Am 17. Februar 2021 drangen bewaffnete Männer in Militäruniformen in das Government Science College in Kagara (Regierungsbezirk Rafi, Bundesstaat Niger) ein und verschleppten 27 Personen, darunter Schüler, Lehrer und deren Familienangehörige.[3] Sie wurden am 27. Februar freigelassen.
Am 26. Februar 2021 wurden etwa 300 Mädchen aus einem staatlichen Internat in der Stadt Jangebe entführt. Lokalen Quellen zufolge verschleppten die Entführer, die auf rund 20 Motorrädern eintrafen, die Mädchen in den Wald.[4] Sie wurden am 2. März freigelassen. Der Gouverneur des Bundesstaates Zamfara, Bello Matawalle, bestritt die Zahlung eines Lösegeldes. Der nigerianische Präsident Buhari gab allerdings zu einem späteren Zeitpunkt zu, dass Regierungen der Bundesstaaten in der Vergangenheit Entführer „mit Geld und Fahrzeugen“ bezahlt hätten; er habe sie aufgefordert, dieses Vorgehen zu überdenken.[5]
Mit dem jüngsten Überfall – der dritten Massenentführung von Schülern innerhalb von drei Monaten – stieg die Gesamtzahl der Entführungsopfer seit Dezember 2020 auf über 600.[6] Staatlichen Behörden zufolge kommt eine dschihadistische Motivation bei diesen Kidnappings nicht als Hauptelement in Betracht. Stattdessen seien die Angriffe auf Schulen im Nordwesten des Landes von „Banditen“ durchgeführt worden – ein Sammelbegriff für Entführer, bewaffnete Räuber, Viehdiebe, Fulani-Hirten und bewaffnete Milizen –, die hauptsächlich nach finanziellem Gewinn strebten.[7] Manche Beobachter merken in diesem Zusammenhang jedoch an, dass die Eskalation der Massenentführungen eine Zusammenarbeit zwischen Boko Haram und militanten Fulani nahelege und es bei den Angriffen durchaus eine wichtige religiöse Komponente gebe.[8] Der Sultan von Sokoto sagte hierzu: „Machen wir uns keine Illusionen: Die Entführung ist ein klassisches Beispiel für das philosophische Fundament von Boko Haram – dass nämlich westliche Bildung verboten gehört. Deshalb haben sie es immer auf Internate abgesehen, vor allem auf naturwissenschaftliche Schulen, deren Pädagogik als atheistisch gilt.“[9]
QUELLEN
[1] “Nigeria’s Katsina school abduction: Boko Haram says it took the students”, BBC News, 15th December 2020; https://www.bbc.com/news/world-africa-55295701
[2] "Nigeria school abduction: Hundreds of girls released by gunmen", BBC News, 3. März 2021; https://www.bbc.com/news/world-africa-56249626
[3] "Gunmen Attack School, Abduct Students, Others In Niger", Live TV News, 17. Februar 2021; https://www.channelstv.com/2021/02/17/gunmen-attack-niger-school-kill-one-student-abduct-others/
[4] "Hundreds of schoolgirls abducted in Nigeria, government official says", CNN, 17. Februar 2021, https://edition.cnn.com/2021/02/26/africa/schoolgirls-abducted-nigeria-intl/index.html
[5] "Nigeria school abduction: Hundreds of girls released by gunmen" op., cit.

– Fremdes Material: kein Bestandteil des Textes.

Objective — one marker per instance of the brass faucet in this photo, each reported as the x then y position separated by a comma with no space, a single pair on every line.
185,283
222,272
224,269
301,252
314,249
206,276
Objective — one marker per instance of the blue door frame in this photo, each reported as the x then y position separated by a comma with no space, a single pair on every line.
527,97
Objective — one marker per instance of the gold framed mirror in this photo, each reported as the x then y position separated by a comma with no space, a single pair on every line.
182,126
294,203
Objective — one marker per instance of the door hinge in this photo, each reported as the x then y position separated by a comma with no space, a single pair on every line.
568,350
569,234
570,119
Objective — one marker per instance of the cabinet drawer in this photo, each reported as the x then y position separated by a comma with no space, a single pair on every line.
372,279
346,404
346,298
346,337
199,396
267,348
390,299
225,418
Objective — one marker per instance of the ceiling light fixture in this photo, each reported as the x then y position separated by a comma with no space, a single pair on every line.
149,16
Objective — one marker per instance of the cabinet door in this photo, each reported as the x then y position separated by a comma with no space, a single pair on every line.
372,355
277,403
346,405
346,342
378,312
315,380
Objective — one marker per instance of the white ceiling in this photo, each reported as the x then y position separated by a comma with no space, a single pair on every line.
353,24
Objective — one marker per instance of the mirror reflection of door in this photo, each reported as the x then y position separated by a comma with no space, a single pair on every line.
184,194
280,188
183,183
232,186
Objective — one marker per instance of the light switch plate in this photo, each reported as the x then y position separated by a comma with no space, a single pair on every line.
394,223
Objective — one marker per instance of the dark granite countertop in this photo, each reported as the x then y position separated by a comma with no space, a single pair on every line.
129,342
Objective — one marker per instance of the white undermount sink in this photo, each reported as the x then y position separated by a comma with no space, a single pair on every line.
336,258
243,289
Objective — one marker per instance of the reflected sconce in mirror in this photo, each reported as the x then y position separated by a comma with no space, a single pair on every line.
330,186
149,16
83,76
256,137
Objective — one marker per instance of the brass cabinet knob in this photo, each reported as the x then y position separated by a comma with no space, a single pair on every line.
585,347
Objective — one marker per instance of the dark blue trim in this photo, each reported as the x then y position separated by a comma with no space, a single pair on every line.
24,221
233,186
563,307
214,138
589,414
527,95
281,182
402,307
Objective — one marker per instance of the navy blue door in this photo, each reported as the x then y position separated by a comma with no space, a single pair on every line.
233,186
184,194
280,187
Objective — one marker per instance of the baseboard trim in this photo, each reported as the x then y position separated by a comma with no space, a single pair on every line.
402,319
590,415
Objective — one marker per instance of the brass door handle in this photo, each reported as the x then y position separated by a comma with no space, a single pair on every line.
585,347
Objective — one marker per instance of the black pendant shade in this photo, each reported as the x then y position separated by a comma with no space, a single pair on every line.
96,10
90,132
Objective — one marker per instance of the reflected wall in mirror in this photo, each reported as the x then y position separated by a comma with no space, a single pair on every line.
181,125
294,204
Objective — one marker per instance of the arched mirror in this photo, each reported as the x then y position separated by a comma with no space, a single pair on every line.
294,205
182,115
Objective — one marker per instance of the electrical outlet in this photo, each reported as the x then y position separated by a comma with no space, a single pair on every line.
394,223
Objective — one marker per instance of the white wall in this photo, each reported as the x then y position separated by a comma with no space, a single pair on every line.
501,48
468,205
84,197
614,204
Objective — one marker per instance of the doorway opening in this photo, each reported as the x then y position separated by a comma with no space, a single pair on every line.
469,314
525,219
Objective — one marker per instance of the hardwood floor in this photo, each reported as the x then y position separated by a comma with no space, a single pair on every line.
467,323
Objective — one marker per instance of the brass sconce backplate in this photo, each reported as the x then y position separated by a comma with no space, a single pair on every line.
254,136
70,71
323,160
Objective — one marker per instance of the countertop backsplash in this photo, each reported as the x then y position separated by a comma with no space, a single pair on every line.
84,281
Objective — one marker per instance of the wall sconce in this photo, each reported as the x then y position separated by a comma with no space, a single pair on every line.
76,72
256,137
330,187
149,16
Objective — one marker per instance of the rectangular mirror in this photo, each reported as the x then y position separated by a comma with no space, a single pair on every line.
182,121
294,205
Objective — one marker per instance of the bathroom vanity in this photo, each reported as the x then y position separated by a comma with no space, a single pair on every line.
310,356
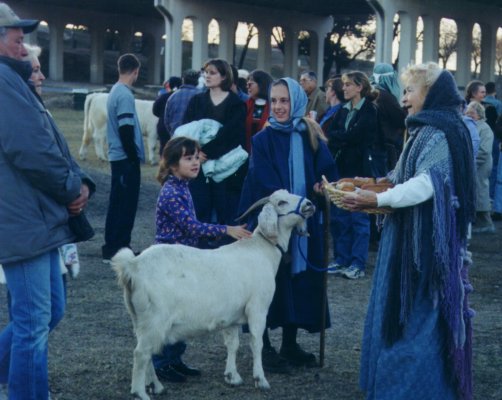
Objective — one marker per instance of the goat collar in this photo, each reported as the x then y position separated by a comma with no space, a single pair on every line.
296,210
273,244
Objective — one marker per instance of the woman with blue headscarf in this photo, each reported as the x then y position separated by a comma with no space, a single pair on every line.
291,154
390,117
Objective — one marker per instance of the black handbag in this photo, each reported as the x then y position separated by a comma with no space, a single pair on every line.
81,228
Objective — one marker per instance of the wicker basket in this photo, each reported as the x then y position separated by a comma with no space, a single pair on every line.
336,195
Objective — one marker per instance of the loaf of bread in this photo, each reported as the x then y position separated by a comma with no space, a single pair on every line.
346,186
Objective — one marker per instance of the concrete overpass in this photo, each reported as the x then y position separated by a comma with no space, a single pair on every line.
154,18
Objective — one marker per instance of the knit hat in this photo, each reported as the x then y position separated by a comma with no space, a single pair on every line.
9,19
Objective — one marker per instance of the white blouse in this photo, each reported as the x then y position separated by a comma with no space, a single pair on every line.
412,192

[6] "Nigeria's school abductions: Why children are being targeted", BBC News, 2. März 2021; https://www.bbc.com/news/world-africa-56212645
[7] Ibid.
[8] "More Nigerian Schoolgirls Kidnapped while a Christian Pastor Pleads for His Life", Family Research Council, 1. März 2021, https://frcblog.com/2021/03/more-nigerian-schoolgirls-kidnapped-while-christian-pastor-pleads-his-life/
[9] Ibid.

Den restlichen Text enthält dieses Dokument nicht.